My Questions: How to implement a weighted loss function for unbalanced training data as mentioned here: stackoverflow My attempt was using a cutsom cost function like this:

var weight = class1 / class2;
cost: function(target, output) {
    var weighted_crossentropy = 0;
    for (var i in output) {
      weighted_crossentropy -= weight * target[i] * Math.log(output[i] + 1e-15) + (1 - target[i]) * Math.log(1 + 1e-15 - output[i]);
    } 
    return weighted_crossentropy;
  }

Shouldn't the network then be optimized against the cost function? But the propagate method is not taking the cost function into account. Am I missunderstanding something?

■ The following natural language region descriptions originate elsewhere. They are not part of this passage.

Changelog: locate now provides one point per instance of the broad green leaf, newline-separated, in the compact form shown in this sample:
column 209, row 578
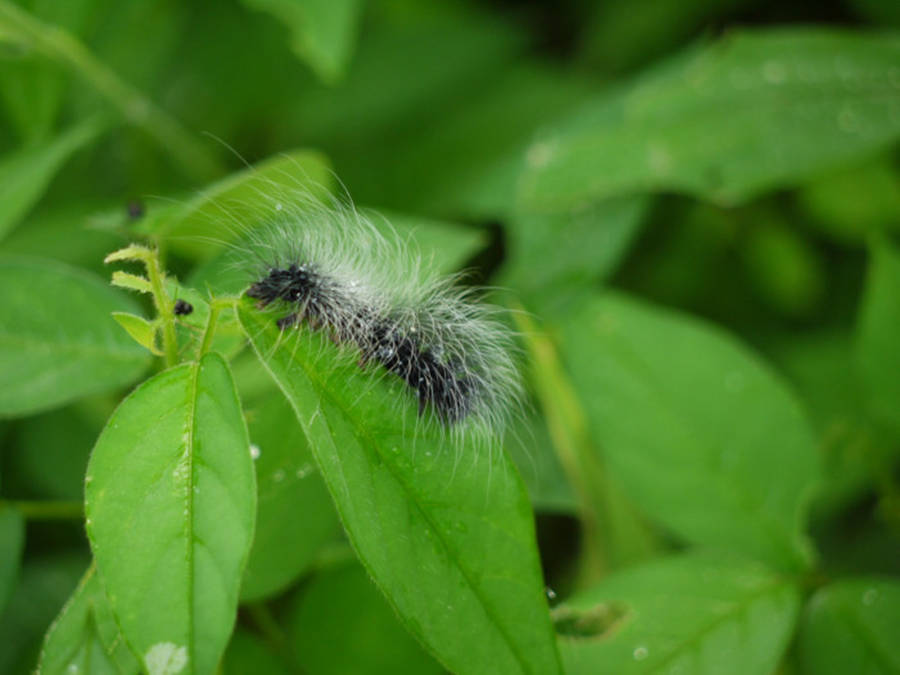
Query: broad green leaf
column 725, row 122
column 702, row 435
column 444, row 528
column 31, row 88
column 821, row 367
column 58, row 341
column 12, row 541
column 856, row 202
column 621, row 36
column 75, row 644
column 851, row 627
column 60, row 438
column 586, row 247
column 246, row 653
column 785, row 268
column 467, row 159
column 44, row 584
column 25, row 174
column 230, row 208
column 339, row 623
column 285, row 542
column 878, row 335
column 322, row 31
column 142, row 331
column 696, row 613
column 78, row 233
column 170, row 505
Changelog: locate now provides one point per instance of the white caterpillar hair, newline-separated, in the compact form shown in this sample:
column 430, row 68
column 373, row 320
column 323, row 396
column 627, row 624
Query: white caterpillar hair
column 330, row 268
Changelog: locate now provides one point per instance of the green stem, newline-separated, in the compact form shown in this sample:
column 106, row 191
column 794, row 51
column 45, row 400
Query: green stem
column 568, row 432
column 165, row 309
column 58, row 45
column 215, row 308
column 47, row 510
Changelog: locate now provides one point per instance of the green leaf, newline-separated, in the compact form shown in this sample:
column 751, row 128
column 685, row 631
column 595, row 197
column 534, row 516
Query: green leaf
column 586, row 248
column 724, row 122
column 248, row 654
column 143, row 332
column 31, row 88
column 61, row 438
column 44, row 585
column 58, row 341
column 75, row 643
column 702, row 435
column 878, row 335
column 12, row 541
column 230, row 208
column 694, row 613
column 26, row 173
column 289, row 484
column 851, row 627
column 170, row 504
column 854, row 203
column 322, row 31
column 445, row 529
column 339, row 623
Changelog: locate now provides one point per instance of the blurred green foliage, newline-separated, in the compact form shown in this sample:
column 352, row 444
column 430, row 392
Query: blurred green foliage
column 693, row 208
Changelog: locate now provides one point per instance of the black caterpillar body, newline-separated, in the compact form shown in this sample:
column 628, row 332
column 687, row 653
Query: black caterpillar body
column 321, row 301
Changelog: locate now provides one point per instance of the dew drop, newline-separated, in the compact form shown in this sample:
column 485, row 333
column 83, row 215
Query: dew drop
column 869, row 597
column 540, row 154
column 774, row 72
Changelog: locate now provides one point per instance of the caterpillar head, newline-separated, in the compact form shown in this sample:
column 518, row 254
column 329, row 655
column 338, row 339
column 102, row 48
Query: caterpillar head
column 295, row 284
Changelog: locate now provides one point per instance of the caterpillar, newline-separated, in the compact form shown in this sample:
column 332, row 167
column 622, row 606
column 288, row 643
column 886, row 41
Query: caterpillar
column 330, row 269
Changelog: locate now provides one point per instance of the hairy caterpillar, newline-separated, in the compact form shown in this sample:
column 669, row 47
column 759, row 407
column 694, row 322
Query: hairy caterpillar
column 330, row 269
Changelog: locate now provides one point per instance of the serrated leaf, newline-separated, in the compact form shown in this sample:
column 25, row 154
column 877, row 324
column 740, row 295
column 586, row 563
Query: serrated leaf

ghost commented 6 years ago

Cost functions like MSE and friends are basically an optical representation and interpretation of the networks performance for you only. You would use the result of the cost function to decide to train the networks more or not, to optimize the prediction using different training data etc, but the network itself works hard to learn as good as it can, and for that it needs no cost function. A Neuron has its own in build in error rate function for which it gets optimized.

Check the XOR example. It just needs enough iterations to learn, but it does not need any cost function to work just fine.

markoarnauto commented 6 years ago

The update policy is: w(τ+1) = w(τ) − η∇E(w(τ))

where w(τ+1) is the new weight and w(τ) the old one. η is the learning rate and E the cost function.

So the "built in error function" of the neuron is the derivative of the cost function, right? So the cost function is intrinsic for backpropagation.